But a similar feat of mass incompetence in the field of H-1B visas — for professional workers with at least a bachelor's degree — has been missed by everyone involved until now.

The guilty (or at least sleepy) sextet includes two government regulators, a diplomat, an airport inspector, an administrative judge (probably), and certainly a reporter for the otherwise competent Law360 news service. I know the names of two of the slackers, but since I do not know the names of the other four, all will remain anonymous.

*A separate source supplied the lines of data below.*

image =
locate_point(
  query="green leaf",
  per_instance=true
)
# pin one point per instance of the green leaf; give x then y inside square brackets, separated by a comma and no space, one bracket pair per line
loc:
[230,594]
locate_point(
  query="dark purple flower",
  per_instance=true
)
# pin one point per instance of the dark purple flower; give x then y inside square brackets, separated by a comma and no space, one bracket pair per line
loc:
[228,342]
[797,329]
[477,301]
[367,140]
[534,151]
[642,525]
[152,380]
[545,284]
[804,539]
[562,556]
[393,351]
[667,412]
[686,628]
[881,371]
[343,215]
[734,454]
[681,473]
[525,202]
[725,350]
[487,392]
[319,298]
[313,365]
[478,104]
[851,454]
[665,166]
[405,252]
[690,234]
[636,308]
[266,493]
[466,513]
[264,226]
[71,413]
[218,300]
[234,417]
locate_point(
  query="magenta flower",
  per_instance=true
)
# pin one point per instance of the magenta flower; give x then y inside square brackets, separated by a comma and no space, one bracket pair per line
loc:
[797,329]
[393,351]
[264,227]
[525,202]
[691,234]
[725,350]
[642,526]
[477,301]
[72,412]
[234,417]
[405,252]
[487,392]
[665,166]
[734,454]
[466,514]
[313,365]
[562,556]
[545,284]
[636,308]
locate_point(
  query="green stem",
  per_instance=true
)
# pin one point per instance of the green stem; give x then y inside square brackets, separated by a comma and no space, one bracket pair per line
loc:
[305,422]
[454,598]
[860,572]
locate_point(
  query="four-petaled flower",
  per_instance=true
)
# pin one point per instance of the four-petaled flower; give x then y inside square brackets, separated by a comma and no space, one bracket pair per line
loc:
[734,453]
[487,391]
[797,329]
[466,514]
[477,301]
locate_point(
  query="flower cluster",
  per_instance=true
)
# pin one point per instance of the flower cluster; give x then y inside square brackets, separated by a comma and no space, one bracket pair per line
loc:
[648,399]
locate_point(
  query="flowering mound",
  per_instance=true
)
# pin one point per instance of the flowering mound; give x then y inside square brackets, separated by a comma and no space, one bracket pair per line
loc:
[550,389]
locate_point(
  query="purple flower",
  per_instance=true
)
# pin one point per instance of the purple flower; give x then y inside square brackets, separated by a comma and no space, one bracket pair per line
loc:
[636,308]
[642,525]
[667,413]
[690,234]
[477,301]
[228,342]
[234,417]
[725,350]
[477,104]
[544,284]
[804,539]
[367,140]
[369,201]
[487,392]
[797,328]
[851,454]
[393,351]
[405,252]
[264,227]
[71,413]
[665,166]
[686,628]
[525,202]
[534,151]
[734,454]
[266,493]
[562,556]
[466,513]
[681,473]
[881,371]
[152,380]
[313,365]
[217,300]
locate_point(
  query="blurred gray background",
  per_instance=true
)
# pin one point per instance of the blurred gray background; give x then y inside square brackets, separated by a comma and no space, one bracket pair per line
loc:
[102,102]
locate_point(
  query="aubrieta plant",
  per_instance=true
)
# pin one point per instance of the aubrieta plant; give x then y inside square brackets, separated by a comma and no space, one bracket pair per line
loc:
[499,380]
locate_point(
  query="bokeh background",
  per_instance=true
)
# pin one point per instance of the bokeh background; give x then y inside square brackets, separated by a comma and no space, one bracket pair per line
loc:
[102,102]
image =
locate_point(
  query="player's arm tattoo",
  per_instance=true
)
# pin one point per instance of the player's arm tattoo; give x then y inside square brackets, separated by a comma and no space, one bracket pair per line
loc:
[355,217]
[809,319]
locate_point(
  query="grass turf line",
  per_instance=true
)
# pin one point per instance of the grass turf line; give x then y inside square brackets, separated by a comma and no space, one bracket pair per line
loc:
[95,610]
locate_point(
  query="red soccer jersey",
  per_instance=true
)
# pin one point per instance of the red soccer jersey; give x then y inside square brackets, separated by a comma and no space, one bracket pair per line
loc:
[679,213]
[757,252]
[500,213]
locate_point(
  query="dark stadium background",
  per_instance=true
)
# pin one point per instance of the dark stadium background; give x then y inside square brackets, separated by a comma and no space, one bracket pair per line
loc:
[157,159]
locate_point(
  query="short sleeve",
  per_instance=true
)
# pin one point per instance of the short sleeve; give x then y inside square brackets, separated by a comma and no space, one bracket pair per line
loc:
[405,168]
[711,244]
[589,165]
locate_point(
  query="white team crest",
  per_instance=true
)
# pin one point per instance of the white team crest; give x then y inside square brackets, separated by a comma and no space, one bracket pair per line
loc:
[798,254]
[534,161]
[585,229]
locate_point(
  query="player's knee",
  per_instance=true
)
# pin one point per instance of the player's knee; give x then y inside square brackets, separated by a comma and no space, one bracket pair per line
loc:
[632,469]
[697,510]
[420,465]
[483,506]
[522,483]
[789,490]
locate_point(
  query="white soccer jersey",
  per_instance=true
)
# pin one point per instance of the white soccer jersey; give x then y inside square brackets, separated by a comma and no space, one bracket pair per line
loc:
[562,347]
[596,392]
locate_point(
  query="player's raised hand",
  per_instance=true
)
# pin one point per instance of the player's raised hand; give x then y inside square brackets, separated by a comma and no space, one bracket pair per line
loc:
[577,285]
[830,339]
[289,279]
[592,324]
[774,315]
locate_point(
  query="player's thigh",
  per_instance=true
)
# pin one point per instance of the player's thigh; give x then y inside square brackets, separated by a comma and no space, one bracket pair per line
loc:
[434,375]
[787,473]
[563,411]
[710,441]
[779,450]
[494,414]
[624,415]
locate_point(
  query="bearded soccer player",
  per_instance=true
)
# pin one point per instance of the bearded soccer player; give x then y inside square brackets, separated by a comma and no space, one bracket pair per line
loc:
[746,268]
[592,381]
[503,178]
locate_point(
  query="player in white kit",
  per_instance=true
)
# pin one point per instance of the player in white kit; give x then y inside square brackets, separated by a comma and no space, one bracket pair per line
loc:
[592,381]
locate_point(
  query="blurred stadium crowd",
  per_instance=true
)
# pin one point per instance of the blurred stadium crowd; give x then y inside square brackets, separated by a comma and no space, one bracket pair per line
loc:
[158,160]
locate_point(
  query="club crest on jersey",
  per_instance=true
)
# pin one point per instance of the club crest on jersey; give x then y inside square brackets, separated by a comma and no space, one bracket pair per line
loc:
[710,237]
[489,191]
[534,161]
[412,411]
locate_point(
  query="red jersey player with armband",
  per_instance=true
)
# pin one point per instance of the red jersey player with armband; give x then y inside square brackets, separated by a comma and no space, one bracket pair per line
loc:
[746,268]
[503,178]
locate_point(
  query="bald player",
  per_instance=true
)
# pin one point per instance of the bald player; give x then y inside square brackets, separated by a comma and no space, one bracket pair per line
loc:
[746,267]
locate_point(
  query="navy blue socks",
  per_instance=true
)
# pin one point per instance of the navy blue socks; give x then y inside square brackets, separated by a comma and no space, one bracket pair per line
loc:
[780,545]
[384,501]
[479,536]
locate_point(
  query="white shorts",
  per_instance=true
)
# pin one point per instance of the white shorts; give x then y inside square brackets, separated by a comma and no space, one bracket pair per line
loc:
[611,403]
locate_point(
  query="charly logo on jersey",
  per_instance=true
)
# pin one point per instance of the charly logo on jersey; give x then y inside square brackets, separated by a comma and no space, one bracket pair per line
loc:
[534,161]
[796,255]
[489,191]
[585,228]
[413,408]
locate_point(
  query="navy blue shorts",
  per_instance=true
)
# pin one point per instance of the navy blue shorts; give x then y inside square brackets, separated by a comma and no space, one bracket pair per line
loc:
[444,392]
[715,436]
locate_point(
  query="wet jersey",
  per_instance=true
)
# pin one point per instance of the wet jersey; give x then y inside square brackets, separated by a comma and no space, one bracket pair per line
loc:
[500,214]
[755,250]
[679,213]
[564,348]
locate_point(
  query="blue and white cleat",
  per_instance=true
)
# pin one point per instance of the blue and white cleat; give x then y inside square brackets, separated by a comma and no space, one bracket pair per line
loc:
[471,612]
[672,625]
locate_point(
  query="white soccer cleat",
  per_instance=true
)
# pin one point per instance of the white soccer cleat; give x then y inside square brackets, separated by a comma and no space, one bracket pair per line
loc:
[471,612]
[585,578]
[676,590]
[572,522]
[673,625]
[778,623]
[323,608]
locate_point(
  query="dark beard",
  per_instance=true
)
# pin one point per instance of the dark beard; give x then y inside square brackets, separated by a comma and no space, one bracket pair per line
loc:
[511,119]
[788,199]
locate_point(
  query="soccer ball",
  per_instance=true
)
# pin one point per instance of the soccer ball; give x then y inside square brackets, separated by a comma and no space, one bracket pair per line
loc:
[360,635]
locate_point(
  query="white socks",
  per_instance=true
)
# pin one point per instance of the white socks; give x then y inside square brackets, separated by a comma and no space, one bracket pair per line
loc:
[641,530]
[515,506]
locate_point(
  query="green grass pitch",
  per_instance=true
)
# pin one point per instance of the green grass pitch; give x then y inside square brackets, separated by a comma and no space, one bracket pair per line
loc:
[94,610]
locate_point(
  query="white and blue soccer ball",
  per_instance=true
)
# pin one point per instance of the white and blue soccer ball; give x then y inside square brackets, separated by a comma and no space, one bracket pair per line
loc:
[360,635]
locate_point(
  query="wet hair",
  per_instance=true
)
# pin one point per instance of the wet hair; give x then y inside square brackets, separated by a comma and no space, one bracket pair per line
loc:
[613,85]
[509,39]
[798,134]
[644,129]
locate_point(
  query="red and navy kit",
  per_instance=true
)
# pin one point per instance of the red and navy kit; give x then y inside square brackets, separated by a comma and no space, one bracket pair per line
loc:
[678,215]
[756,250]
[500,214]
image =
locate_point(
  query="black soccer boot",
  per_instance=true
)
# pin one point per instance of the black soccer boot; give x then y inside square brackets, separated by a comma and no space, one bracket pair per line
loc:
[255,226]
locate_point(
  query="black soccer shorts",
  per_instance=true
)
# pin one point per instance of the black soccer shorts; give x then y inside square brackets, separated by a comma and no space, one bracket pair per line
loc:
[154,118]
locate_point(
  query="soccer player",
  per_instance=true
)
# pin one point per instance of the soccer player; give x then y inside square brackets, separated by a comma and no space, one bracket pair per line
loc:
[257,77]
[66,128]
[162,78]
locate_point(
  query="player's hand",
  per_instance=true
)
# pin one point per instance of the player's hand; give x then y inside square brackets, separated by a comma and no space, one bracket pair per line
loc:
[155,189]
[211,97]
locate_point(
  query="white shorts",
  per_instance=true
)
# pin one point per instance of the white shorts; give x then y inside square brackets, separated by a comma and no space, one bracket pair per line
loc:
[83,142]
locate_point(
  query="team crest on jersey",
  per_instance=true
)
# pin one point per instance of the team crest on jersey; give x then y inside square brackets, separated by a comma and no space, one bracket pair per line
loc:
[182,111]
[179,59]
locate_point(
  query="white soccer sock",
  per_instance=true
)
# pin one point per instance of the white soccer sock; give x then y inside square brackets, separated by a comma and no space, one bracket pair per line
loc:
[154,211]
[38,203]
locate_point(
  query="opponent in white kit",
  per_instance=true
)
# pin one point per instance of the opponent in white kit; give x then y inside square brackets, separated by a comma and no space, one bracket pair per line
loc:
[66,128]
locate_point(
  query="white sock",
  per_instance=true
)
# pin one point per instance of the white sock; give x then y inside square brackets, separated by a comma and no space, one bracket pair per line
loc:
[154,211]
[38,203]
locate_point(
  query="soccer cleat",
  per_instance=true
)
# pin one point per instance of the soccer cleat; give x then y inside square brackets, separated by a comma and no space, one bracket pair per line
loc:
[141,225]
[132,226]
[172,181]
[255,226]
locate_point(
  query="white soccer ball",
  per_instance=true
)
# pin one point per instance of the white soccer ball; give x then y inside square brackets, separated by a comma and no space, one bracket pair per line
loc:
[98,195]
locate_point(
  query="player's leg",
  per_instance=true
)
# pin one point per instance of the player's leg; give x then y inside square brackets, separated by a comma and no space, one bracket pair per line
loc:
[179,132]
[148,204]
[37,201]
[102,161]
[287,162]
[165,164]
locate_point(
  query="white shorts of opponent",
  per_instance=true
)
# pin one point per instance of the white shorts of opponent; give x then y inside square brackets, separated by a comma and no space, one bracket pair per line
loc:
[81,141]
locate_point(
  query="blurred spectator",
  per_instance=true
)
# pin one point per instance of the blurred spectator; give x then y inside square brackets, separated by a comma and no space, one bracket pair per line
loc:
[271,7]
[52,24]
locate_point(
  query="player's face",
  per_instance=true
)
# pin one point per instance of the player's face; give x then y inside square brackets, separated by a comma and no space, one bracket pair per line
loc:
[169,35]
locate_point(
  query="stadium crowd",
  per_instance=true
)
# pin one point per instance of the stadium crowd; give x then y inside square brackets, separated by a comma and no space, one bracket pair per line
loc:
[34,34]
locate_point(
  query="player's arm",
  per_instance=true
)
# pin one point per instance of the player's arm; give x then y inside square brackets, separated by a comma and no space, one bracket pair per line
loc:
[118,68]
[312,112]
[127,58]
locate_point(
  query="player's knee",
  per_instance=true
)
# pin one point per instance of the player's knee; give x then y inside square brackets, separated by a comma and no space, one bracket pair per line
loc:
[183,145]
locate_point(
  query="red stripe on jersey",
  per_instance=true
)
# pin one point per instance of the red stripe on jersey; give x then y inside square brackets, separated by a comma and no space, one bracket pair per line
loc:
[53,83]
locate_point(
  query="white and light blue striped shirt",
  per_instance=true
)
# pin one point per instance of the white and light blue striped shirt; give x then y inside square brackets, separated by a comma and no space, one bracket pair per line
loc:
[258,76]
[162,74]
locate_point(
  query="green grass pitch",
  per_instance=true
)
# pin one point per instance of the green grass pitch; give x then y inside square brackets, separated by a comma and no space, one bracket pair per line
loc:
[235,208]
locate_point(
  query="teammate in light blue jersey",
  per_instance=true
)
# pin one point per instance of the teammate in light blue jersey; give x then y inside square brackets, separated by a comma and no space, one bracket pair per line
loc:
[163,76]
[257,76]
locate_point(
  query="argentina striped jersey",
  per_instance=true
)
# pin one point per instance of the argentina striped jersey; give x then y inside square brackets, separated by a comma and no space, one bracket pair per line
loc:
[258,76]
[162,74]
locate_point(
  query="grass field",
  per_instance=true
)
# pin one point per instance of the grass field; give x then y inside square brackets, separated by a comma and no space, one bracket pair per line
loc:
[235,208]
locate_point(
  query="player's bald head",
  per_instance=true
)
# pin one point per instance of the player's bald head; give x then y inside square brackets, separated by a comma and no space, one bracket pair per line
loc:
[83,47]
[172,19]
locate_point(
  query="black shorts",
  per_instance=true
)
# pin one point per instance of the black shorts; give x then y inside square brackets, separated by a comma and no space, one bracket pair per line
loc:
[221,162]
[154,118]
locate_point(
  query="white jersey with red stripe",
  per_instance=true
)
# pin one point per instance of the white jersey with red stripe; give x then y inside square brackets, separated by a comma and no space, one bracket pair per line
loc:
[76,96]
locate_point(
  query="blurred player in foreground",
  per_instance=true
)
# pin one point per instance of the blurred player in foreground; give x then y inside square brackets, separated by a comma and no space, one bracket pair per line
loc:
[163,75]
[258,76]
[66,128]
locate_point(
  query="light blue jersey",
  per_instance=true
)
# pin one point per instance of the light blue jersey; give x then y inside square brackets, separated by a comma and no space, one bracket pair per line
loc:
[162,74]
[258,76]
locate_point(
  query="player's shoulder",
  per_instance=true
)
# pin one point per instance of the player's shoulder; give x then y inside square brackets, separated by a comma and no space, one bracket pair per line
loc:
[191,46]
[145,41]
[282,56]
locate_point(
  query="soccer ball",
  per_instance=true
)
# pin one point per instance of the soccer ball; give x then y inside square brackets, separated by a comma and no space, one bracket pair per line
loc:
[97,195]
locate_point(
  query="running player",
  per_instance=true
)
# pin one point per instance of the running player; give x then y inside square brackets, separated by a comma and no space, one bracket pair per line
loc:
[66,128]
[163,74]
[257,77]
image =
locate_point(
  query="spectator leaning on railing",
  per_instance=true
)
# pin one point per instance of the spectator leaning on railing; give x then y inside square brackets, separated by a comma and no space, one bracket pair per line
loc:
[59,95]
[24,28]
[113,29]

In some senses, this is an all too routine story of how a greedy employer used one of the nation's numerous immigrant worker programs to deeply underpay his alien worker, and kept doing so for years until someone woke up and obtained $130,000 in back wages for the exploited alien.

But what is not routine is the basis for all this grief: A set of government agencies agreed to let what appears to be one small pizza restaurant use the H-1B program to hire a pizza cook.

Now there are suggestions in Congress that a minimum wage of $100,000 be set in the H-1B program, and the program is lauded by big tech companies as a way of bringing "the best and the brightest" to our shores.

But is it also used to hire low-skill pizza cooks? Not routinely, but it was in the case at hand, Administrator, Wage and Hour Division v. SRV Pizza Inc.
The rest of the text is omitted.